Indefinição política afegã prejudica paz e trabalho

Comerciantes reclamam de queda dos negócios e temem que retirada de tropas estrangeiras possa ocasionar uma piora da violência de insurgentes

CLÁUDIA TREVISAN , ENVIADA ESPECIAL / CABUL, O Estado de S.Paulo

11 de setembro de 2014 | 02h03

A loja de sapatos que Sayed Ahmad, de 21 anos, tem no principal bazar de Cabul viu seu movimento cair em 70% nos últimos quatro meses, em razão de um coquetel que reúne paralisia política, aumento da violência e redução da ajuda internacional para o Afeganistão. "As pessoas estão frustradas, principalmente os jovens. Não há emprego e não há paz", afirmou ao Estado.

Como ele, muitos comerciantes e empresários do Afeganistão se queixam do efeito da indefinição sobre o futuro do país sobre os seus negócios. Cinco meses depois do primeiro turno das eleições presidenciais, os afegãos ainda não sabem quem governará o país.

A incerteza política levanta dúvidas sobre a permanência das tropas estrangeiras no Afeganistão, vistas pela maioria como a garantia contra a crescente ameaça do Taleban e outros grupos insurgentes.

"A segurança está pior a cada dia. Vemos o Taleban nos quatro cantos de Cabul", disse Abdullah Afshari, de 33 anos, que há dez anos tem uma loja de tecidos na capital. Nos últimos meses, suas vendas caíram em até 90%. "A maioria não tem dinheiro. Quem tem dinheiro, não está gastando. Não há investimentos nem dinheiro estrangeiro."

Vários dos projetos de ajuda internacional que sustentam parte significativa da economia afegã começaram a ser suspensos a partir do ano passado, quando o presidente americano, Barack Obama, anunciou a intenção de concluir as operações de combate no Afeganistão em dezembro de 2014.

Haji Barat, de 42 anos, trabalhou um ano e meio com uma ONG para o desenvolvimento financiada pelo governo americano. Seu salário era de US$ 500 ao mês. Para sustentar oito filhos, ele fazia bicos nas folgas de fim de semana. Há cerca de um ano, a agência anunciou que o projeto seria concluído, o que levou ao fim do contrato de Barat e de outras 70 pessoas.
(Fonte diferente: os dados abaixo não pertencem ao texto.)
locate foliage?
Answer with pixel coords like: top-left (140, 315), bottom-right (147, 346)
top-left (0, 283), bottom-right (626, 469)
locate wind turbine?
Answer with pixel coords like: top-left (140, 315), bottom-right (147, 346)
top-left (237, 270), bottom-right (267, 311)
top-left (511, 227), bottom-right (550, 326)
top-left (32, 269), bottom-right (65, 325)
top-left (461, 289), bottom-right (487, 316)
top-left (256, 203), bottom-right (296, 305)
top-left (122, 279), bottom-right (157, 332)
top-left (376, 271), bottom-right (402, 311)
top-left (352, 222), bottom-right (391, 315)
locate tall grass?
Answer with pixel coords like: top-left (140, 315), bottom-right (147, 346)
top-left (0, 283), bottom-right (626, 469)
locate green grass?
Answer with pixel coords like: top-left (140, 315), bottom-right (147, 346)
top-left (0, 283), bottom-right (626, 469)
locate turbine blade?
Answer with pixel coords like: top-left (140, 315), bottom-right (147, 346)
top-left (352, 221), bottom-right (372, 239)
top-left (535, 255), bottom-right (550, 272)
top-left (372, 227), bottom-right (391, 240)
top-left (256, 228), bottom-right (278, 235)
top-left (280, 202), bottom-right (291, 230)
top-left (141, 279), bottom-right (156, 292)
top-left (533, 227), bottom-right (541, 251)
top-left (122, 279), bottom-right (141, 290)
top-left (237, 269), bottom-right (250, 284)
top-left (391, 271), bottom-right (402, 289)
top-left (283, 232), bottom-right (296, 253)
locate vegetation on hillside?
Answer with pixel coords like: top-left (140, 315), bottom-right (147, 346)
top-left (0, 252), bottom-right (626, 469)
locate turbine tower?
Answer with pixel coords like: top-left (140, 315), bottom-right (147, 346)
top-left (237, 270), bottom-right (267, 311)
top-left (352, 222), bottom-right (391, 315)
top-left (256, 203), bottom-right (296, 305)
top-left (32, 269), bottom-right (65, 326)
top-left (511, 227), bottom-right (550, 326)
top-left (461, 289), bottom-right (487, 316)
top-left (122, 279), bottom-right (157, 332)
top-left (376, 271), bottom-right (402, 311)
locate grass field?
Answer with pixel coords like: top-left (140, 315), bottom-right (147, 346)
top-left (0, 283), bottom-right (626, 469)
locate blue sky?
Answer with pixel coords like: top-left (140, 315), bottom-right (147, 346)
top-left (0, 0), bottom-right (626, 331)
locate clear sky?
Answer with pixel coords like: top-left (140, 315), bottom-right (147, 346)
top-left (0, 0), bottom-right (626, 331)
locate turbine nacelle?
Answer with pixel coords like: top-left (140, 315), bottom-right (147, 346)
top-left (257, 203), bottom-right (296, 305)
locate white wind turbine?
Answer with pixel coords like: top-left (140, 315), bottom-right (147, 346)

Muitos temem que a situação se agrave com o impasse político. "Sem a permanência das tropas internacionais, nosso destino pode ser o mesmo do Iraque", disse Yazdan Ali, dono de uma loja de material de construção. Há nove meses, Ali não vende nada para obras que recebem recursos externos.

Como a maioria dos afegãos, ele teme o eventual retorno do Taleban, cujos integrantes se refugiaram nas regiões tribais do Paquistão depois da invasão dos EUA ao Afeganistão, em 2001. De lá, o grupo foi capaz de organizar incursões no território afegão e ampliar a influência em algumas regiões do país..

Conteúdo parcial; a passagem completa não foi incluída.